The epidemic has led to a meteoric rise in rental prices and a severe shortage of supply is not helping. According to the Realtor.com monthly rental report released today, the nation’s average rental price reached its latest new high of $ 1,849 in May, representing a 26.6% increase from 2019 before the epidemic began.
A key factor in the ongoing rent growth is the lack of supply, as rent vacancies that are already in low trend have taken a sharp dive during the epidemic. These trends are amplified in large cities that tend to attract younger residents, many of whom are in the early stages of their careers and are looking for flexibility in their living conditions.
While May marks the 10th straight month of double-digit annual growth in national rents, the increase is the smallest since September 2021, giving tenants a light look at the end of the tunnel.
“There is no question that tenants are facing sky-high prices,” said Daniel Hale, chief economist at Realtor.com. “And rising inflation reflects price jumps on both rents and daily costs. Many renters are feeling the pressure on their finances. Still, our May data suggests that rent growth is starting to lose some steam, as revenues cannot continue even in a strong job market.
Hale added, “While rental growth is historically high, rates have been steadily cooling since January, with the pace of the 2021 fever slowing. In some good news for tenants, the slowdown increased in May, meaning that if these trends continue, last month’s revenues will exceed $ 2,000 this summer.
For Americans looking for rental units that are available in their budget, May Trends offer bitter news. On the one hand, national rents posted the smallest gain (+ 15.5%) year-on-year since September 2021, moderating from the January high (+ 17.3%) for the fourth consecutive month.
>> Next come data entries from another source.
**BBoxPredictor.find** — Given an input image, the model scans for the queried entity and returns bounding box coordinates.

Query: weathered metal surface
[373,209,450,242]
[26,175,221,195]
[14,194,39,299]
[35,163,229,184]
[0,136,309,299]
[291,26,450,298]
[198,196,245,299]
As a result, this summer, rents have taken a step back from their previous projection of $ 2,000. In fact, if rental growth continues to cool, typical asking rentals will not reach that milestone until next year.
In addition, with the forecast that the supply of residential housing for sale will accelerate in the second half of the year, an increase in first-time buying opportunities may take even more pressure from rental demand and prices.
Still, dealing with inflation, rent affordability remains a significant challenge for many tenants across the country. Average rental prices continue its record-breaking series, reaching new highs ($ 1,849) for the 15th consecutive month, and up 26.6% over May 2019 before the epidemic began.
Additionally, all unit sizes post double-digit rental price gains year-over-year: studios, 16.9% to $ 1,530; One-bedrooms, 15.2% to $ 1,708; And two-bedrooms, 14.8% to $ 2,076. Rising inflation further exacerbates economic pressure on the monthly budget of households, as higher rental costs and regular expenses offset income growth.
Real estate has historically come at a premium and is a highly desirable alternative to renting in these areas. According to the Census Bureau data from the first quarter of 2022, rental vacancy rates have decreased compared to large metro areas inside (5.7%) and outside (6.7%).
In May, rents grew year-over-year in all 50 large metros, and at a faster pace than the national rate for nearly half (21) of these markets. The largest annual rental price gains were recorded in Miami (+ 45.8%), Orlando, Florida (+ 28.4%), Providence, Rhode Island (+ 23.8%), San Diego (+ 22.7%) and Tampa (+ 22.4%).
Realtor.com’s analysis highlights the relationship between rental availability and prices in large markets. On one end of the spectrum, the leading tech hub had the nation’s fifth-highest rent ($ 2,889) in May, after Boston posted a 2.4% vacancy rate in 2022-Q1. Conversely, renters can find more affordable options in relatively small and less populated secondary cities.
Of the 10 areas with the highest vacancy rates, nine are among the lower-rent rental markets in May, led by Indianapolis, which has a significantly lower overall rent ($ 1,275) than Boston and a higher vacancy rate (10.9%).